The result, at least for me, has been a general growth in our church in regards to moving with the Holy Spirit as well as a growth in discernment among those in our midst. They are learning to judge whether something is of the Spirit and not just wait for a leader to do it.
How do you know if something is from the Holy Spirit? What has helped you and those around you to grow in discernment? Let me know in the comments below.
Photo Credit: Questioned Proposal by Eleaf.
Good post, Travis, and some good questions. I think one thing that is important to keep in mind, and try to discern, is the difference between *manifestations* of the Spirit and *reactions* to the Spirit. Manifestations are pure expressions of what the Holy Spirit is doing, and when they come through man, they are not corrupted or added to by the person. Reactions, on the other hand, are man’s *soulish* response to what the Spirit is doing and may involve learned behavior, imitations of spiritual manifestations, or just a varied assortment of psychological responses to what they are feeling or perceiving the Spirit is doing. Since people tend to look more at outward things than what is unseen, those who are around legitimate manifestations of the Spirit can sometimes seek to imitate, exagerate or manufacture their own look-alikes.
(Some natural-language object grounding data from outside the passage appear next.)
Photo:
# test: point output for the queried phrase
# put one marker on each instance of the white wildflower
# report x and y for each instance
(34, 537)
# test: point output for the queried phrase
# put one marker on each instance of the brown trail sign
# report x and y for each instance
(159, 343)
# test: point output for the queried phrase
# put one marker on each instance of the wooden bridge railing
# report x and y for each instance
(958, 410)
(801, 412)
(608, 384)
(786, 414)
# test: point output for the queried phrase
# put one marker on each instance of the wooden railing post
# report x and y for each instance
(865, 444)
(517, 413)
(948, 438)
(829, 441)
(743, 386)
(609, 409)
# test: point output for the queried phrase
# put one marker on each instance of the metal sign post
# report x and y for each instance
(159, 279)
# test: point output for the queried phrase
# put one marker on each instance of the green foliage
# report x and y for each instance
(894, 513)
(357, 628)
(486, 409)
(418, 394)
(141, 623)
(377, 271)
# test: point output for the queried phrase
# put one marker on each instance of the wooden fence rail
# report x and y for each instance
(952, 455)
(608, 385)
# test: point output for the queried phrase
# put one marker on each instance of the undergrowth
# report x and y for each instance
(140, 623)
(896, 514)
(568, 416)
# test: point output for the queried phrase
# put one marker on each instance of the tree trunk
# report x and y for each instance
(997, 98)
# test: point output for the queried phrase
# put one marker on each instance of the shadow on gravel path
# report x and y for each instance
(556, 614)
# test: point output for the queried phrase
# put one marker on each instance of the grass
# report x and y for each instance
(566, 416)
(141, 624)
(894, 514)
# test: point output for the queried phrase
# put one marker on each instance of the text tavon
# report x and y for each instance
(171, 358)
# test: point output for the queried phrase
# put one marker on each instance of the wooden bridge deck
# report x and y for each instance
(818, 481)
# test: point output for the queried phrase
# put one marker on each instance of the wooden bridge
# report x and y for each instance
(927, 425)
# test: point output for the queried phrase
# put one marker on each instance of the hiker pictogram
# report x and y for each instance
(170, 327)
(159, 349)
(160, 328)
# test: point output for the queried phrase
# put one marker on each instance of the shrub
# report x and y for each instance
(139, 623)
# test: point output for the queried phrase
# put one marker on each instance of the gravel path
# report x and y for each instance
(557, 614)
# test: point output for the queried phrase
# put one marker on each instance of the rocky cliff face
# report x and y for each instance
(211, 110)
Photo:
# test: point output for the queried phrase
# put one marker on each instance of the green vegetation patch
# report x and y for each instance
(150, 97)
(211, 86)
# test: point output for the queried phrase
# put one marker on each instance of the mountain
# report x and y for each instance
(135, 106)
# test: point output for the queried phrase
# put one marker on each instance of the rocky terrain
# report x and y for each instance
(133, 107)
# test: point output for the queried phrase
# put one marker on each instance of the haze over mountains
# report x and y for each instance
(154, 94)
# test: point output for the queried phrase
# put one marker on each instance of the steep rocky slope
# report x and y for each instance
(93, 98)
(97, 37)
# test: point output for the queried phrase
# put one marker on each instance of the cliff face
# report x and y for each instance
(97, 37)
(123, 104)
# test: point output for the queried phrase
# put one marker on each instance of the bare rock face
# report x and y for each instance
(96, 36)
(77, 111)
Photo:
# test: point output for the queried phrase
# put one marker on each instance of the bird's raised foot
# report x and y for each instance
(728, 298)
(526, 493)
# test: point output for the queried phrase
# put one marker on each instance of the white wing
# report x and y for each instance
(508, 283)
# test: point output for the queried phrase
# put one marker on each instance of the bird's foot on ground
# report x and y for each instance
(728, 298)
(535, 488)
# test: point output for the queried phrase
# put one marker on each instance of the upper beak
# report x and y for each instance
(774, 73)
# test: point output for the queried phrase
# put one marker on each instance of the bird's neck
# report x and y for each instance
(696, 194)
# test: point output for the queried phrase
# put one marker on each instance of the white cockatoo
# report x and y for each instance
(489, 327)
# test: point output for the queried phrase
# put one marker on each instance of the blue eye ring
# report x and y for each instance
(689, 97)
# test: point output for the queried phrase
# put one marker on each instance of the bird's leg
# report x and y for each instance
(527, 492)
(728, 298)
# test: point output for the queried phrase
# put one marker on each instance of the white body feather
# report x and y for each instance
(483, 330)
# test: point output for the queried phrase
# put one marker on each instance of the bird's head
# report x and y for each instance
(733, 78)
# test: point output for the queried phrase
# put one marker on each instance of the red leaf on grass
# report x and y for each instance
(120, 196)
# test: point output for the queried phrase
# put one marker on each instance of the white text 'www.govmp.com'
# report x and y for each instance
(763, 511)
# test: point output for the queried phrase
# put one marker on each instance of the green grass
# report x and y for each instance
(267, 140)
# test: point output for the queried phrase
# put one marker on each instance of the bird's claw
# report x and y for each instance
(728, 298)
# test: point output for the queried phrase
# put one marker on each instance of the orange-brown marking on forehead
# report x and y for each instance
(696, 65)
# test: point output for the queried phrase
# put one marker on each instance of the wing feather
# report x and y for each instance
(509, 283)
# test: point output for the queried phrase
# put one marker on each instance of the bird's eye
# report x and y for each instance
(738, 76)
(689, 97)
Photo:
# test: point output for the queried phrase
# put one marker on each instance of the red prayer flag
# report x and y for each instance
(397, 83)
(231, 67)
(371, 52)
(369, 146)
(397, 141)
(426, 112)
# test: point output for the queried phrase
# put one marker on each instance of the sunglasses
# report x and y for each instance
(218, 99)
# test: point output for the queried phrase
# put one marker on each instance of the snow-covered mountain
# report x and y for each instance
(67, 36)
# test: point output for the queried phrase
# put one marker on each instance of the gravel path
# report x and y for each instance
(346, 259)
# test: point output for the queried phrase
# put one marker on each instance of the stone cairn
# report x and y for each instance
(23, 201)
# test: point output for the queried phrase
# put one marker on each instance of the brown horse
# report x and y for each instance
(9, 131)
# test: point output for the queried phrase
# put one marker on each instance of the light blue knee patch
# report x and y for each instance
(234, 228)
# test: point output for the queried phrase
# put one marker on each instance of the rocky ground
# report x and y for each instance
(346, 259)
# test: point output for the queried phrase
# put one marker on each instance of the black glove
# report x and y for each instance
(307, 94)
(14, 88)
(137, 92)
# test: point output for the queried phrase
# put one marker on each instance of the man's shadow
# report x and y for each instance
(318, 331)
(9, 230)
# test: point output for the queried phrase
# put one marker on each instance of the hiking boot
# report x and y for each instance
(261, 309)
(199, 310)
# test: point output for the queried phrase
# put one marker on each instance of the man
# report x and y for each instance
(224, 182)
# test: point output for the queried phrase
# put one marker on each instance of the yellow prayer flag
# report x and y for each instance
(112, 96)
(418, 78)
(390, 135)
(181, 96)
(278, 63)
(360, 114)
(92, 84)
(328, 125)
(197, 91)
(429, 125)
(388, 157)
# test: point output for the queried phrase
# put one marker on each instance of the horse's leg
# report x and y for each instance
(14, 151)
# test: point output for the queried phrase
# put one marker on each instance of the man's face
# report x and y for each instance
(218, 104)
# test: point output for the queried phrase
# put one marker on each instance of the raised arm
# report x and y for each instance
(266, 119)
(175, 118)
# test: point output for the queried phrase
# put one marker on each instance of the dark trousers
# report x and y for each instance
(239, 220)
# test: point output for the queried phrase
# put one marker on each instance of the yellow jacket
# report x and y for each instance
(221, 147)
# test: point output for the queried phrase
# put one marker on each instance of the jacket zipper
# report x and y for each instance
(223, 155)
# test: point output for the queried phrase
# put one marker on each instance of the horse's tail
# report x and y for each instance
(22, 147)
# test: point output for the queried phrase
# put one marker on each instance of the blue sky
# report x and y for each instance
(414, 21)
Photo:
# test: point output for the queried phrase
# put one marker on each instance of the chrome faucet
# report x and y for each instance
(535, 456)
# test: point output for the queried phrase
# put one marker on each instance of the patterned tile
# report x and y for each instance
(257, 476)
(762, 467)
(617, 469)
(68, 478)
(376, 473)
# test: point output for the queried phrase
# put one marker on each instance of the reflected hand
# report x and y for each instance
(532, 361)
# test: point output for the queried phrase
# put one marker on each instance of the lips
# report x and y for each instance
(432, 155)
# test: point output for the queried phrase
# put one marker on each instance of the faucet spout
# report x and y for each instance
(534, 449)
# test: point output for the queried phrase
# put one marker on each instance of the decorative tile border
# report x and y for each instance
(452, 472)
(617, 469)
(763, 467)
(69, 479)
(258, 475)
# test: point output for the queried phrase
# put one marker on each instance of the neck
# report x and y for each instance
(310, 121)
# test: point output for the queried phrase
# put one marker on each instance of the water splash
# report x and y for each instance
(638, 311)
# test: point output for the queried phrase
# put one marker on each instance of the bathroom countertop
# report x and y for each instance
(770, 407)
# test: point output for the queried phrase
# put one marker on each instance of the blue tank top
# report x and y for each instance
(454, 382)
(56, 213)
Sometimes the Spirit is also touching people deeply and healing deep wounds and their psychological and emotional reactions can be extreme or strange. That is not, in those cases a manifestation of the Spirit, but a human reaction to the Spirit’s manifestation.
Those who have influence through leadership and ministry in settings where the Spirit is sought and given liberty can also seek to focus on the external “manifestations” and can use what I call “soul force” to stir them up. This is where the work of the cross is so needed. The cross needs to put to death the soulish imitations that the true, deep work of the Spirit can work, first and foremost, in the inner man… in the spirit of man. It will then flow outwardly transforming the soul, and ultimately be expressed outwardly. When we reverse the order, we are in trouble.
A teacher of mine once said, “Beware of entering into worship horizontally.” He also warned about “the corporate spirit” in worship, which is pretty much saying the same thing. The Holy Spirit will always bring restraint to the flesh, and apply the work of the cross to the soul, that the spirit of man may lead in worship and ministry. Those who are seeking pure workings and manifestations of the Spirit must always place the emphasis on the hidden work in the inner man, and not seek after “signs” and outward manifestations as the litmus test of the Spirit.
We must also keep in mind that the Holy Spirit is not out to focus the Church upon Himself, but to reveal Christ and the Father. A Holy Spirit-centered church or movement is something of a contradiction, therefore.
Just some thoughts to add to the discussion!
Thanks for this comment. It probably ranks pretty high up there as far in the “most thoughtful comment ever” category on my blog.
I definitely believe that whenever the Spirit is moving, he is absolutely concerned first and foremost with Jesus being magnified. In fact I think a lot of times movements of the Spirit end because the places they happen become consumer-oriented instead of driven to magnify Jesus beyond their boundaries (like Paul). That’s a blog for another time.
The interesting thing about where manifestations of the Spirit happen is that they always involve some sort of mixture (because humans are involved).This leads to complicated situations where hearts and actions are always having to be weighed and it definitely requires wisdom and revelation on the part of those who are shepherding the movement.
Anyways, thanks again for your comment. Love having like minded friends that comment on here!